A “key component” of modernizing the AAF is fielding a fleet of 159 Sikorsky [LMT] UH-60s — 119 for the air force and 40 for its Special Mission Wing — at a cost of between $5.75 billion and $7 billion, according to a quarterly report by the Special Inspector General For Afghanistan Reconstruction (SIGAR) published Jan. 30.

An Afghan Air Force UH-60 Blackhawk piloted by an Afghan and American pilot fly in formation Dec. 8, 2018, while participating in the NATO led Resolute Support mission in Afghanistan. (U.S. Air Force photo/Staff Sgt. Clayton Cupit)

The first 16 Black Hawks have been delivered. SIGAR found in an audit of the program that “based on the current UH-60 delivery schedule, it is unlikely that there will be enough pilots trained before all of the UH-60s are received.”

Even though pilot recruitment and training is not keeping pace with established schedules, the U.S. Defense Department has set no metrics to determine whether Black Hawk deliveries should be paused or the buy reduced, SIGAR says.

Even if the aircraft are fielded on time, there is no plan to maintain the aircraft or to train an adequate force of Afghan maintainers to keep them flying, according to the report.
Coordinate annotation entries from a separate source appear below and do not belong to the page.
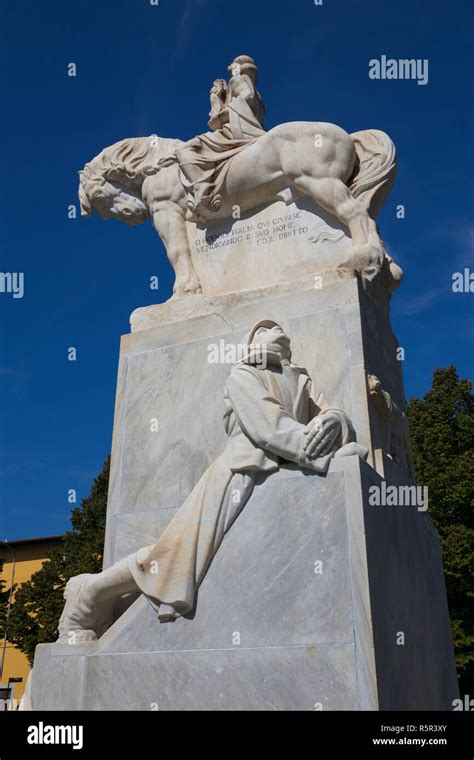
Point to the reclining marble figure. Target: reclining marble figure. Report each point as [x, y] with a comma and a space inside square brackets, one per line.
[270, 418]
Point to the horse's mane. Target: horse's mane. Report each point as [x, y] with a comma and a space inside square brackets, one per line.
[129, 160]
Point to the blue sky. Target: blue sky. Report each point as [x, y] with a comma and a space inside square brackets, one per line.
[144, 69]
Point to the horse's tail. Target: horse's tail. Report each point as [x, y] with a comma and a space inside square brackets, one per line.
[376, 168]
[86, 207]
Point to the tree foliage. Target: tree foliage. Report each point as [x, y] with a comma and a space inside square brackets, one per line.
[442, 437]
[38, 602]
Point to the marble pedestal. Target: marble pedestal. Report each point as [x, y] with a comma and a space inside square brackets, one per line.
[303, 606]
[301, 610]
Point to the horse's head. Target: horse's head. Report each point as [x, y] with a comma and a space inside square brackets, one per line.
[112, 182]
[111, 201]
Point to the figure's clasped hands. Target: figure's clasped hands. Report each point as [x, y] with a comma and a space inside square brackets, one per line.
[322, 435]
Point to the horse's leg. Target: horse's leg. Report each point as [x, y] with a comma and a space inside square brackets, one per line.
[170, 223]
[334, 196]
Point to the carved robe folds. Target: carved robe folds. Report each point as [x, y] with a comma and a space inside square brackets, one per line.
[266, 411]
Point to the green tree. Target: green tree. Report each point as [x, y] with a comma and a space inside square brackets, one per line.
[442, 436]
[4, 594]
[39, 601]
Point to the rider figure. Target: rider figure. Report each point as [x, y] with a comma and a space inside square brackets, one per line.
[236, 117]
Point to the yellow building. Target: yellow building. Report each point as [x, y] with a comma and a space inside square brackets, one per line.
[21, 559]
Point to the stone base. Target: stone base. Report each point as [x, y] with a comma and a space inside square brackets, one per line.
[301, 609]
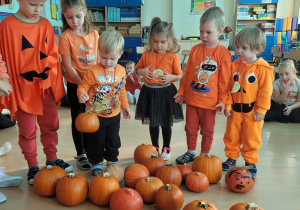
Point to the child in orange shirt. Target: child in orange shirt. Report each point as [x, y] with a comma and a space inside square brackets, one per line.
[79, 52]
[160, 67]
[103, 90]
[204, 84]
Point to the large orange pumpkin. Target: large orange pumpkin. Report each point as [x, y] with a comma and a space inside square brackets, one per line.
[72, 189]
[45, 181]
[169, 174]
[117, 171]
[239, 179]
[126, 199]
[87, 122]
[197, 182]
[135, 172]
[200, 205]
[102, 187]
[210, 165]
[147, 187]
[169, 197]
[143, 152]
[153, 164]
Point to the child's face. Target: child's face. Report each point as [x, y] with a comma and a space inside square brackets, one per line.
[286, 74]
[209, 34]
[29, 10]
[160, 43]
[75, 17]
[109, 60]
[245, 53]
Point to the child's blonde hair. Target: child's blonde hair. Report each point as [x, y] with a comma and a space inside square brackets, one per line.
[66, 4]
[213, 13]
[288, 64]
[252, 36]
[165, 28]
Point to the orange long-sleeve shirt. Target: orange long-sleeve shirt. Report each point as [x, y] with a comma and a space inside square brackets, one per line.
[206, 79]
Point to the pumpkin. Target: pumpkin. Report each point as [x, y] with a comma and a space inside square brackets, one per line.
[200, 205]
[147, 187]
[169, 197]
[153, 163]
[210, 165]
[87, 122]
[117, 171]
[135, 172]
[102, 187]
[239, 179]
[246, 206]
[45, 181]
[169, 174]
[72, 189]
[184, 170]
[126, 199]
[197, 182]
[143, 152]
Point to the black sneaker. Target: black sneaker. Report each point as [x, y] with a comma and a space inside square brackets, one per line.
[185, 158]
[31, 173]
[253, 169]
[60, 163]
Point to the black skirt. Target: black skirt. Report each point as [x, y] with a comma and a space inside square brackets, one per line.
[156, 106]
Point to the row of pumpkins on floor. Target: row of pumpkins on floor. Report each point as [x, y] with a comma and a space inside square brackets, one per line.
[149, 180]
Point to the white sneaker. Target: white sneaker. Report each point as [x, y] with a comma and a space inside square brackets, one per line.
[166, 153]
[5, 148]
[129, 97]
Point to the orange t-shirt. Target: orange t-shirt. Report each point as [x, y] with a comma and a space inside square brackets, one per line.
[168, 63]
[82, 49]
[106, 90]
[206, 79]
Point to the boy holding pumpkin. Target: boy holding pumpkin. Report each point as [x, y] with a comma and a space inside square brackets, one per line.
[103, 88]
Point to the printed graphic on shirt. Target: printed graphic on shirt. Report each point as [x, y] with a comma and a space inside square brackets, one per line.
[207, 68]
[86, 57]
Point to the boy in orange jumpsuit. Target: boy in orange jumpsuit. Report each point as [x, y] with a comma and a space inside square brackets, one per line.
[205, 84]
[251, 89]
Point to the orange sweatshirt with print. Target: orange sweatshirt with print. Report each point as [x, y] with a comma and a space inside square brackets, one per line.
[206, 78]
[106, 90]
[82, 49]
[168, 63]
[255, 81]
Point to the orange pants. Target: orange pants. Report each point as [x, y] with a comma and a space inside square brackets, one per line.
[242, 129]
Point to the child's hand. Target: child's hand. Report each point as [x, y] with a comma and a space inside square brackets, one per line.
[126, 113]
[220, 108]
[259, 117]
[178, 98]
[227, 113]
[287, 110]
[84, 97]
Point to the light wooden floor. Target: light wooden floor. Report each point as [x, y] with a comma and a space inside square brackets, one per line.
[277, 183]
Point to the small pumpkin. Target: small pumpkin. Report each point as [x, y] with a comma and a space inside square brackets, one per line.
[169, 174]
[45, 181]
[184, 170]
[102, 187]
[197, 182]
[210, 165]
[143, 152]
[117, 171]
[147, 187]
[135, 172]
[200, 205]
[169, 197]
[239, 179]
[87, 122]
[153, 163]
[126, 199]
[72, 189]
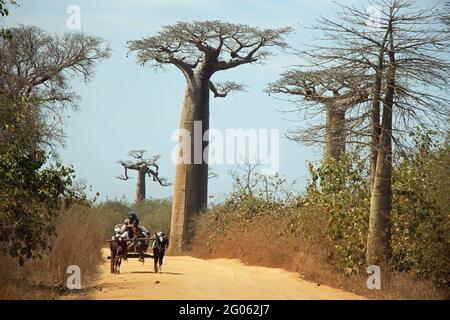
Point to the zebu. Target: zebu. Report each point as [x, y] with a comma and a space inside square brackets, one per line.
[118, 247]
[159, 245]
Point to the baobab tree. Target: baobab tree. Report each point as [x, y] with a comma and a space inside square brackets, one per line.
[144, 167]
[404, 51]
[331, 91]
[37, 67]
[200, 49]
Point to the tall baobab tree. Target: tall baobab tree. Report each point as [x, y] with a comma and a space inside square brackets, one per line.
[331, 91]
[38, 66]
[404, 50]
[144, 167]
[200, 49]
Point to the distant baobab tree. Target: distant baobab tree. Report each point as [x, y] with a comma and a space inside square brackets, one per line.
[200, 49]
[144, 167]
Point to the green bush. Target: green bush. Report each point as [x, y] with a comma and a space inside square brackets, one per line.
[421, 210]
[341, 191]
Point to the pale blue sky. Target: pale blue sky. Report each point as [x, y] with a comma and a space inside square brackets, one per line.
[127, 106]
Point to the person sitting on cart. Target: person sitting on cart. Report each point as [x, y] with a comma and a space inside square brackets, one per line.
[132, 225]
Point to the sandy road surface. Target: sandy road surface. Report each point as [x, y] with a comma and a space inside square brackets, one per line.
[185, 277]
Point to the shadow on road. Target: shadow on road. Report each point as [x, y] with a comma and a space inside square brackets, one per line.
[171, 273]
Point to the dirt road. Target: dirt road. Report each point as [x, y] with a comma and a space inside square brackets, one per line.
[185, 277]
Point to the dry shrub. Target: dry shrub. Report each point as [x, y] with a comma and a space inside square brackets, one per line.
[264, 242]
[79, 241]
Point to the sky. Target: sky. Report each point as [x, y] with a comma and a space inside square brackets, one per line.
[127, 106]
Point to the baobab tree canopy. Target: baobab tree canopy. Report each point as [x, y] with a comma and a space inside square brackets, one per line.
[199, 49]
[211, 45]
[144, 167]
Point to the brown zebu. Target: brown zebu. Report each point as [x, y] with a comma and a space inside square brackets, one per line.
[118, 247]
[160, 244]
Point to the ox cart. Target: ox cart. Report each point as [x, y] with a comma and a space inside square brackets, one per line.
[131, 248]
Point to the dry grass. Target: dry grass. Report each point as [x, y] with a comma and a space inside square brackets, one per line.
[79, 242]
[261, 243]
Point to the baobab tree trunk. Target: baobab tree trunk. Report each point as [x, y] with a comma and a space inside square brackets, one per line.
[375, 118]
[334, 133]
[140, 185]
[190, 194]
[378, 240]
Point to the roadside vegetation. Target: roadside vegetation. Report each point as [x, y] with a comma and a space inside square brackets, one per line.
[322, 234]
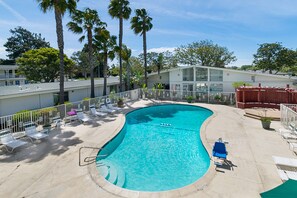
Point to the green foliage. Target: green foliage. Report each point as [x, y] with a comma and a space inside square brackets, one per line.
[204, 53]
[141, 23]
[217, 97]
[42, 64]
[240, 83]
[274, 57]
[7, 62]
[266, 119]
[22, 41]
[159, 61]
[189, 99]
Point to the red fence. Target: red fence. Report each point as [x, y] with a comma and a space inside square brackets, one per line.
[248, 97]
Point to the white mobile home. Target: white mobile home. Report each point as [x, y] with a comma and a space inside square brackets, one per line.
[212, 79]
[35, 96]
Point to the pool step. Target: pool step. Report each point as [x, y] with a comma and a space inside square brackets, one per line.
[112, 172]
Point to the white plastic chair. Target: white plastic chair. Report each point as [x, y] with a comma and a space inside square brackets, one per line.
[96, 113]
[10, 142]
[82, 117]
[32, 133]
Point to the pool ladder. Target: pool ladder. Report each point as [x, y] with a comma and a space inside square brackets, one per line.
[165, 124]
[90, 159]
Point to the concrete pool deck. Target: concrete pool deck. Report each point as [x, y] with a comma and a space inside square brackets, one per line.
[51, 169]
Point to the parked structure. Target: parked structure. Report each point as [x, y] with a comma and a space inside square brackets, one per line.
[9, 76]
[36, 96]
[214, 80]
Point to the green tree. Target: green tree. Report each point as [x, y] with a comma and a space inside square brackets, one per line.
[42, 64]
[86, 21]
[204, 53]
[126, 55]
[274, 57]
[59, 7]
[23, 40]
[105, 45]
[141, 23]
[81, 60]
[120, 9]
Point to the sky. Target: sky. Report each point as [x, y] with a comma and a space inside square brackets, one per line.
[239, 25]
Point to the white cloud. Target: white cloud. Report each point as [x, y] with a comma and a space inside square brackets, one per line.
[13, 12]
[162, 49]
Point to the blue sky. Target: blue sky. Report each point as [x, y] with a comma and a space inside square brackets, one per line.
[238, 25]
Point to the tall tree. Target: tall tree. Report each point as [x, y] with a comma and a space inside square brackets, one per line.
[60, 7]
[120, 9]
[126, 54]
[23, 40]
[42, 64]
[81, 60]
[273, 57]
[86, 20]
[141, 23]
[105, 44]
[204, 53]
Contractor maintenance of the 159 UH-60s will cost an estimated $2.8 billion through 2023. That cost likely will grow the longer it takes to train Afghan maintainers, the report says.
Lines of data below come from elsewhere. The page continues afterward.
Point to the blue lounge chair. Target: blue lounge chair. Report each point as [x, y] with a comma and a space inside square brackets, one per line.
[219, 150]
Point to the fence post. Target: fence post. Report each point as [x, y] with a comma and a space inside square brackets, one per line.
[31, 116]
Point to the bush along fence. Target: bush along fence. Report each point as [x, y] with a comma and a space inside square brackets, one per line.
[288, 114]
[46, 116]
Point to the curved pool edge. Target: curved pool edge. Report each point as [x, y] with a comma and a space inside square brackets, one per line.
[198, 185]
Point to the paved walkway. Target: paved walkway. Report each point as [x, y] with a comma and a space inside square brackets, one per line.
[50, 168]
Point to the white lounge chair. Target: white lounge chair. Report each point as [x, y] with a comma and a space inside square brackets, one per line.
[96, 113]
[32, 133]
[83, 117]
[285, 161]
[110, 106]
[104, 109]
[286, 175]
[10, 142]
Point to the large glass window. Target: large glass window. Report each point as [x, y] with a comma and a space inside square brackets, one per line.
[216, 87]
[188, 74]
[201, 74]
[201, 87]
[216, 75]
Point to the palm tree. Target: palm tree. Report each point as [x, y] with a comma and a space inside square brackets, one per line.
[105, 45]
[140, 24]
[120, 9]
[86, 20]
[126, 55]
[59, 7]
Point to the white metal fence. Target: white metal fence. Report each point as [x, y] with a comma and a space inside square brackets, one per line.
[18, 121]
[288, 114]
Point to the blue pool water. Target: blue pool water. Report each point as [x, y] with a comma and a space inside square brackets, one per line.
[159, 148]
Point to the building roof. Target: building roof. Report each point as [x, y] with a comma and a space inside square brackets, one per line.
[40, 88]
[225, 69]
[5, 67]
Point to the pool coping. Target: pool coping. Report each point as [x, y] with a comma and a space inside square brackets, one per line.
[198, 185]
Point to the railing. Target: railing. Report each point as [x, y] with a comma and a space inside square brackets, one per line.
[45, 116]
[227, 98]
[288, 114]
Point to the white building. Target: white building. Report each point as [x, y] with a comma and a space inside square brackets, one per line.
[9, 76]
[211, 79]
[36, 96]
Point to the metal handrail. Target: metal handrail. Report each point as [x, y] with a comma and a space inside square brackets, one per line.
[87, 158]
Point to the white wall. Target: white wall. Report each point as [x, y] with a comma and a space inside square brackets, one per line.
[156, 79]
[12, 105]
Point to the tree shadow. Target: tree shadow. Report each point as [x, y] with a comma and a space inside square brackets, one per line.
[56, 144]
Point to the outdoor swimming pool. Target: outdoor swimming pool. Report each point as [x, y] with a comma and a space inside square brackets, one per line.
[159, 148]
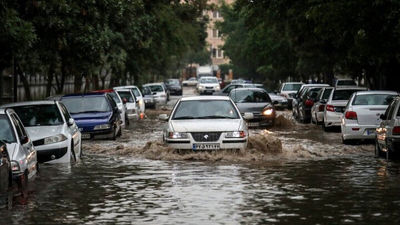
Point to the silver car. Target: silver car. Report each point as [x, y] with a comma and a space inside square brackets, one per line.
[22, 154]
[205, 123]
[54, 133]
[388, 132]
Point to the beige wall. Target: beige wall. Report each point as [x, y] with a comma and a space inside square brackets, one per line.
[214, 40]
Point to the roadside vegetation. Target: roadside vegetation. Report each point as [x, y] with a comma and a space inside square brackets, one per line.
[273, 39]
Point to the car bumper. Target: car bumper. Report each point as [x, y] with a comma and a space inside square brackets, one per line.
[356, 131]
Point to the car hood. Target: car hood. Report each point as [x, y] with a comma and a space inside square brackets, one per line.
[40, 132]
[252, 107]
[91, 116]
[212, 125]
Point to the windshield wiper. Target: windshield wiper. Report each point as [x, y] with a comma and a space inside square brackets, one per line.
[216, 117]
[185, 118]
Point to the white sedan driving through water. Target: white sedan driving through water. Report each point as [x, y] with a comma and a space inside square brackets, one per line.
[206, 123]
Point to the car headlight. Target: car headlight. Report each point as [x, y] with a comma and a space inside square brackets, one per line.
[15, 166]
[268, 112]
[54, 139]
[236, 134]
[102, 127]
[177, 135]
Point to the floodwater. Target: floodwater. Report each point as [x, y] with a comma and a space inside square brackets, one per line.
[310, 178]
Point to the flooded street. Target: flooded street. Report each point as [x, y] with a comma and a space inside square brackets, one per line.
[296, 174]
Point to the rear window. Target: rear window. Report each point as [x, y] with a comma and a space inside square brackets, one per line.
[342, 94]
[6, 130]
[373, 99]
[39, 115]
[86, 104]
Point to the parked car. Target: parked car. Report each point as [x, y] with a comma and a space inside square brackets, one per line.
[159, 91]
[148, 97]
[205, 123]
[96, 114]
[345, 83]
[388, 132]
[257, 102]
[139, 98]
[121, 106]
[361, 116]
[208, 85]
[300, 92]
[174, 86]
[336, 104]
[22, 153]
[53, 132]
[317, 111]
[305, 102]
[230, 87]
[289, 90]
[130, 102]
[190, 82]
[5, 169]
“DoD does not currently have a maintenance training course in place to train Afghan personnel to maintain UH-60s,” the report says. “Having insufficient Afghan maintenance personnel limits the locations at which UH-60s can operate because DoD policy bars U.S. contractors from working where there is no U.S. or Coalition control due to security concerns.”

There also is no plan in place to limit the number of hours each aircraft flies per month. The existing maintenance strategy calls for no more than 35 flight hours per month per airframe and exceeding that limit “risks excessive wear that could require additional maintenance at an increased cost,” SIGAR says.

SIGAR recommends that the Defense Department reduce the waiting time between initial pilot training and the UH-60 qualification course and implement an English language course for pilot trainees, establish a parallel training program for aircraft maintainers including in areas where U.S. contractors are barred from working, establish a rubric for measuring and limiting monthly flight hours and link the deliveries of UH-60s to the training of pilots and maintenance personnel.

In response to a draft of the report, Defense Department officials say they are working to establish additional pilot training locations and have “developed a proposed training plan that includes establishing a maintenance development center outside of Afghanistan that will focus specifically on training entry-level UH-60 maintenance personnel.”